And a likely clinically insane, teenage, illiterate, peasant girl swung the tide of The Hundred Years War by repeatedly charging fortified English positions (which should have been an absolute death sentence) bulwarked by the French zealouts WHO ACTUALLY BELIEVED SHE WAS SENT FROM GOD TO ENSURE CONTINUED FRENCH HEREDITARY RIGHT TO THE THRONE.
Humans are UNBELIEVABLY irrational. And the fact that lots and lots together can believe something or convince themselves of something isn’t interesting. It’s rote human conditioning (and has evolved to become advantageous when facing acute selection pressures).

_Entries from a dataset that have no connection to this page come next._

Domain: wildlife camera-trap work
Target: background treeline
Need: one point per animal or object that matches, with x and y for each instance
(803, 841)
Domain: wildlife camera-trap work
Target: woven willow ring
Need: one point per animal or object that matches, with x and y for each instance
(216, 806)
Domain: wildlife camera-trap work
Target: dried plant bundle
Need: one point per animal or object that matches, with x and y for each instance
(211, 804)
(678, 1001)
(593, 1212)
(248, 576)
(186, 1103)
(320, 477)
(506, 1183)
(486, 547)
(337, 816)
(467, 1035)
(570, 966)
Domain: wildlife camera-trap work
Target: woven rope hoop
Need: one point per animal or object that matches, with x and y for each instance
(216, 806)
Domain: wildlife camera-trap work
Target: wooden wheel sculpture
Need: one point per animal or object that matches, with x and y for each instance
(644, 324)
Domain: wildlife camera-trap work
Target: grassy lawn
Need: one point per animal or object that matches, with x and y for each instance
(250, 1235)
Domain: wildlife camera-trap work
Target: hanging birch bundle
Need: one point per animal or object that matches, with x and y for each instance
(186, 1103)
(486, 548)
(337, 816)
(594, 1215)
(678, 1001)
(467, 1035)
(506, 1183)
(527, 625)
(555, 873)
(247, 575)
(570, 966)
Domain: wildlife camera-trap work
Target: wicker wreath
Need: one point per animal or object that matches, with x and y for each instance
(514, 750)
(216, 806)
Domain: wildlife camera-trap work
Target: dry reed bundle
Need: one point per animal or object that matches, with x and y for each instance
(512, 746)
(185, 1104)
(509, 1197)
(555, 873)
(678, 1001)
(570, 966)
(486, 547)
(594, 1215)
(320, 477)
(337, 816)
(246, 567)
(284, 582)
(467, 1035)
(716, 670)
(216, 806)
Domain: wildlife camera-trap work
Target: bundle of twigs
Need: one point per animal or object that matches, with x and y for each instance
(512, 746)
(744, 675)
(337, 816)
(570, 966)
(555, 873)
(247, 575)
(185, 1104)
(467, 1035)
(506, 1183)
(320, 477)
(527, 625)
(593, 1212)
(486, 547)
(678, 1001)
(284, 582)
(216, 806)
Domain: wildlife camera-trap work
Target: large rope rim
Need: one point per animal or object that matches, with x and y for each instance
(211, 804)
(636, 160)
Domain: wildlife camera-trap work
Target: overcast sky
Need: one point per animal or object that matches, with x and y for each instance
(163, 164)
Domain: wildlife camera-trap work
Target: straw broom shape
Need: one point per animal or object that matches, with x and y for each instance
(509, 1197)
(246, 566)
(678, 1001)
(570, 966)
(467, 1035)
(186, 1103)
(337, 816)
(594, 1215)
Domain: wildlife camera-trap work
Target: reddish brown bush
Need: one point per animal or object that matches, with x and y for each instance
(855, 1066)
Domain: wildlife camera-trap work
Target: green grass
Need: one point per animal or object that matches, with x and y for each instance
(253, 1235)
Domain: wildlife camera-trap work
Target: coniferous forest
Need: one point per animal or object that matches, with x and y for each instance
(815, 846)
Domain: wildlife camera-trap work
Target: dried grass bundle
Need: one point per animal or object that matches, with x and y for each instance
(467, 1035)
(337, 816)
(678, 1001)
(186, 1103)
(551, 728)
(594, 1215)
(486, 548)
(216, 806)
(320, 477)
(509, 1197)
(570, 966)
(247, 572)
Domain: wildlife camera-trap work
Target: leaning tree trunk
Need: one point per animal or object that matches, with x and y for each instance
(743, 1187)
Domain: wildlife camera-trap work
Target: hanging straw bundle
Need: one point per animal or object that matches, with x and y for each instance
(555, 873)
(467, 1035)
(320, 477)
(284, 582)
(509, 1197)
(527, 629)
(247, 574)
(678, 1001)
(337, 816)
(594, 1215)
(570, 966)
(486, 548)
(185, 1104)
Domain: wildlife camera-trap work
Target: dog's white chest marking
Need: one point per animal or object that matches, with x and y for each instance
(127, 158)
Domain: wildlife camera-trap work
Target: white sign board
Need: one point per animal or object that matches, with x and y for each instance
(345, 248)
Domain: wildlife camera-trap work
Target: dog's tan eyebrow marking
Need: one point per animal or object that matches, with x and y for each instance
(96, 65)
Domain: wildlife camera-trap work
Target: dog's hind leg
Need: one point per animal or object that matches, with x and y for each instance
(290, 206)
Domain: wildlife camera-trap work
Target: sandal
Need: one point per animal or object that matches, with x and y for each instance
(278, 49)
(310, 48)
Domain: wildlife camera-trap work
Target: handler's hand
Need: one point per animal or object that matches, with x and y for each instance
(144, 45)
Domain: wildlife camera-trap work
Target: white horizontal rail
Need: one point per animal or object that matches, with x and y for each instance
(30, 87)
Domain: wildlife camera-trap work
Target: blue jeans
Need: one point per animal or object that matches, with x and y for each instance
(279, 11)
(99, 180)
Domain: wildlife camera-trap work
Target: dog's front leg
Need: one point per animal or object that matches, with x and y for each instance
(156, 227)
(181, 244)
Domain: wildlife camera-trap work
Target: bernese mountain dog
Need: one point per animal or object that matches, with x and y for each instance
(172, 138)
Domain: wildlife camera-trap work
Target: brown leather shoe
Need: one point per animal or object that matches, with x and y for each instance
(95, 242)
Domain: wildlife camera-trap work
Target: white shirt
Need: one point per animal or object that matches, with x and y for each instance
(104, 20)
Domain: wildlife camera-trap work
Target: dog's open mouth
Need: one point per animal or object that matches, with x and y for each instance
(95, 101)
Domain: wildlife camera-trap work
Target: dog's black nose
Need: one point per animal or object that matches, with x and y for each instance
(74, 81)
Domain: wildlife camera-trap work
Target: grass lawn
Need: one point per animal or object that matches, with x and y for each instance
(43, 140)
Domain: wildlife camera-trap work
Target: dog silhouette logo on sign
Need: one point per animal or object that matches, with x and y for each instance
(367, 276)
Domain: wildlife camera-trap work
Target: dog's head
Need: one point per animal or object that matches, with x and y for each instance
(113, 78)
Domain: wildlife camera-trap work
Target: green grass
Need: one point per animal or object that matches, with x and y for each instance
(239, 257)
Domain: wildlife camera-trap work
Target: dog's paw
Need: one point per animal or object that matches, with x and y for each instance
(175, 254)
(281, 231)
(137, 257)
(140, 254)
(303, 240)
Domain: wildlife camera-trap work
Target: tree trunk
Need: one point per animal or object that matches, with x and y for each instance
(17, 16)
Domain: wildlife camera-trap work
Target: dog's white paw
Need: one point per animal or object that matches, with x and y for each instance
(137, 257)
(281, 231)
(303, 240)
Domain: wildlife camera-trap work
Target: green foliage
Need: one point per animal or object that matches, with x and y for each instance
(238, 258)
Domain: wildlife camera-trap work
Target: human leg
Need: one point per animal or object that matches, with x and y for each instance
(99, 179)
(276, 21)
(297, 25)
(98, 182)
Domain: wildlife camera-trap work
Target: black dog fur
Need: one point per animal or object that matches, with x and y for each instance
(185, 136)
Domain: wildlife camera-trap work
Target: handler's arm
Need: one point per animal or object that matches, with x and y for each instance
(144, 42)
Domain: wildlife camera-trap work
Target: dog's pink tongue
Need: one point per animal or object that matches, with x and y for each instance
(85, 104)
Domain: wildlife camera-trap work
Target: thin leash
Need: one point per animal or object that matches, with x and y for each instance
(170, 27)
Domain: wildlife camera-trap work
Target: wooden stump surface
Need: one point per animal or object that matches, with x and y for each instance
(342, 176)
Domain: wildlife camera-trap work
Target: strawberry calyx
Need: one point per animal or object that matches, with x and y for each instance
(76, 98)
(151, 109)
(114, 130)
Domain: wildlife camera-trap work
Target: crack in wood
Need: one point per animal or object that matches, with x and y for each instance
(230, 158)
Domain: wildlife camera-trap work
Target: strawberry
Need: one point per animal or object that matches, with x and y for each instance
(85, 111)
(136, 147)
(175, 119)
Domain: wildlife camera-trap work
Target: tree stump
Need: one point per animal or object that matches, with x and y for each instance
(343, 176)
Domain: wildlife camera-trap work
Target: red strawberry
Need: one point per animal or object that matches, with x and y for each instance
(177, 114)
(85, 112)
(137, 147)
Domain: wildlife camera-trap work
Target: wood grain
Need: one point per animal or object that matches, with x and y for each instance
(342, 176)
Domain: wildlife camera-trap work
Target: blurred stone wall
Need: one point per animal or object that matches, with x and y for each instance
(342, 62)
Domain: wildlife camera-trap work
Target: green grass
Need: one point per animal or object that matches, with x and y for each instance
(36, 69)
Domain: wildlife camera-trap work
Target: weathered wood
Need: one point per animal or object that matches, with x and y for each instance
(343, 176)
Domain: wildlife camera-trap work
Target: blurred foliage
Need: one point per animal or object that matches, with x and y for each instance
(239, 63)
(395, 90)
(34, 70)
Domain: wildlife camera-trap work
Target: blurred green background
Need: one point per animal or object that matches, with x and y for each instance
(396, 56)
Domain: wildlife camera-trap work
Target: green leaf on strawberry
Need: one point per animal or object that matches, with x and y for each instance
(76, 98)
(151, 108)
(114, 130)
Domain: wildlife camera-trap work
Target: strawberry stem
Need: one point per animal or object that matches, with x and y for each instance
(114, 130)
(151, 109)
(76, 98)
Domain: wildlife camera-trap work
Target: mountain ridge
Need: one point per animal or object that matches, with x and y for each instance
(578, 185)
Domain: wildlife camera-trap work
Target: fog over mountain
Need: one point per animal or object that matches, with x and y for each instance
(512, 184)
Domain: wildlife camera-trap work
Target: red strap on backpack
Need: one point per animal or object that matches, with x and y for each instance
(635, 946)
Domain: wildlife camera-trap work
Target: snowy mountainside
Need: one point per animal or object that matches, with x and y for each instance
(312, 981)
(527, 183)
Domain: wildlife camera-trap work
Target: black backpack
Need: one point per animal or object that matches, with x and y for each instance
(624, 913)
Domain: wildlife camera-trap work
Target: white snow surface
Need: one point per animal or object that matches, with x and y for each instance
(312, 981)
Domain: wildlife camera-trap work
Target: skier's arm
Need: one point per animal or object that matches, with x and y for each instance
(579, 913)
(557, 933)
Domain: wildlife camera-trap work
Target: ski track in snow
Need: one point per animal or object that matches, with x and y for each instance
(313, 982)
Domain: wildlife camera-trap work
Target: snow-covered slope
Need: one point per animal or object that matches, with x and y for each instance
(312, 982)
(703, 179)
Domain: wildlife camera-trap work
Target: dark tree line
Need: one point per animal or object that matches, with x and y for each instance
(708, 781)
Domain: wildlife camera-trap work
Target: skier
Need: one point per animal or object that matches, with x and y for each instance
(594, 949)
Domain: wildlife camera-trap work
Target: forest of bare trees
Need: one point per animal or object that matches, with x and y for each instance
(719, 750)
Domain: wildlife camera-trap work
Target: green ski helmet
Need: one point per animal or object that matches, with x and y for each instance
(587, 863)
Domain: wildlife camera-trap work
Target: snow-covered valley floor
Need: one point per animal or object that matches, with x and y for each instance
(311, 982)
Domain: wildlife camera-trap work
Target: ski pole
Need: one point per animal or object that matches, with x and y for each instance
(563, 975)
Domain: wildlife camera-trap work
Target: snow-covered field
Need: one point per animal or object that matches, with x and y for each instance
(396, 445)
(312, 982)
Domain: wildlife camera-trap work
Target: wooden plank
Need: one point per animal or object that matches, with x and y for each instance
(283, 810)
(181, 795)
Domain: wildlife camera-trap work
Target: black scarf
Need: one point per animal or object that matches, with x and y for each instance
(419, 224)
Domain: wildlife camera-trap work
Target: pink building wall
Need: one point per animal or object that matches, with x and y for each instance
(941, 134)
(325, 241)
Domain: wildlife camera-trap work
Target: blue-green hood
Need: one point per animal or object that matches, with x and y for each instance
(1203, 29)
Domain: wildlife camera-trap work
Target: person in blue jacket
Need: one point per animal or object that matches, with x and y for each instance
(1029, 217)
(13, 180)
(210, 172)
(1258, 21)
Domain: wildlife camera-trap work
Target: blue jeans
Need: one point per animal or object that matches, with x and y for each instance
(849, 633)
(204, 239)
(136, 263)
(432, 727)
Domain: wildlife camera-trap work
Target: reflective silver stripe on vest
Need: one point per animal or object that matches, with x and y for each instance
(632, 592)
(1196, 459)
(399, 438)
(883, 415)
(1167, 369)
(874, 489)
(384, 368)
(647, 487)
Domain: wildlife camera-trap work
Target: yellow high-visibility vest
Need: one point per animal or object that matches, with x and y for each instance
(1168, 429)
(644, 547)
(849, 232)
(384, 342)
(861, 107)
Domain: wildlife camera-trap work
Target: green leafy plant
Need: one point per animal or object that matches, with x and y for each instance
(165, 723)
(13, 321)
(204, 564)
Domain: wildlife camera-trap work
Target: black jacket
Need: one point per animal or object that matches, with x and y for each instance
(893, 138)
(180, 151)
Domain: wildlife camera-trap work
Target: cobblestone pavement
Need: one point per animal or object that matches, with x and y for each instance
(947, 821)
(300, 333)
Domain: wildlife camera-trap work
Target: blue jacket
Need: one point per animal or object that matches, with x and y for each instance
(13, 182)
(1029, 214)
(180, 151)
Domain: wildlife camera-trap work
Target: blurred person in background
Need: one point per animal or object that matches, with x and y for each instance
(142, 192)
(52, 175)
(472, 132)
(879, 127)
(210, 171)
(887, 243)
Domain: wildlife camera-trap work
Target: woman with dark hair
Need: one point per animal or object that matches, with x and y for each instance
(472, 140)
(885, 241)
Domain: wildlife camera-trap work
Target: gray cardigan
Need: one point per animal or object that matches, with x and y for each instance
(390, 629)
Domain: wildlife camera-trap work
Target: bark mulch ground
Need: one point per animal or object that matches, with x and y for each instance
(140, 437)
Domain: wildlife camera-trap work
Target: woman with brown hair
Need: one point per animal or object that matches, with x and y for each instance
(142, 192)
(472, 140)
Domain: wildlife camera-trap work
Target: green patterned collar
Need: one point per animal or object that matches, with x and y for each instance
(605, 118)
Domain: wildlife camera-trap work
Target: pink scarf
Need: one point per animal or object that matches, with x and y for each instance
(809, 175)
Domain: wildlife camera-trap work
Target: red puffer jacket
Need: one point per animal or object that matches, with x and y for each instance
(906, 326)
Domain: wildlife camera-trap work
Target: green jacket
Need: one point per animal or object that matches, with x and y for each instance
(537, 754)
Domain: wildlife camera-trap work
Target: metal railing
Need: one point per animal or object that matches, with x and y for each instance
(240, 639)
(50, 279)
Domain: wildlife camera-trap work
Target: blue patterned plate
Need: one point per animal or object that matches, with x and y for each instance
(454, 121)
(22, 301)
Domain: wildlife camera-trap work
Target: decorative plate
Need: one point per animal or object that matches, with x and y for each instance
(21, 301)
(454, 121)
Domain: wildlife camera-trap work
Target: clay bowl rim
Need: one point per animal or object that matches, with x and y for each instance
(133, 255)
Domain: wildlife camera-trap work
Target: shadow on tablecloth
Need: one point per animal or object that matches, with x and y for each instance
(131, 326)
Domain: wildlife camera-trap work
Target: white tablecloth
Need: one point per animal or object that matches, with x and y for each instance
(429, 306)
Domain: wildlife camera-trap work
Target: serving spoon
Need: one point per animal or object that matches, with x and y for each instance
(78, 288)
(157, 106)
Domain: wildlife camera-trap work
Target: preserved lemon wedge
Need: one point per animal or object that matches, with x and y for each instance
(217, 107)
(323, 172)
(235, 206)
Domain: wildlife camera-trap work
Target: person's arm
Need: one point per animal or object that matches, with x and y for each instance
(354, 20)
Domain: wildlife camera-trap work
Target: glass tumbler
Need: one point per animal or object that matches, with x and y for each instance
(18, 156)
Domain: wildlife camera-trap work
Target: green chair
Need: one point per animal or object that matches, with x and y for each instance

So the fact that a lot of players who have played D&D for awhile and have internalized a paradigm, or casual players who want a low overhead entry point like vanilla Fighter design isn’t persuasive of any thing in discussions like this. Mearls et al may have to consider that data when discussion design impetus, but we (here on these boards) aren’t constrained by such things. We can discuss design implications on various components of actual play and be unmoored by the signal of (likely cognitive bias-driven) social data. So continuously bringing things up like that (eg “I’m in the majority and your interests are minority!”) are neither interesting nor persuasive to someone like me. They only serve to stifle conversation insofar as I get bored of dealing with that refrain...over...and over...and over...and over...and just check out of conversations (or engaging the board wholesale).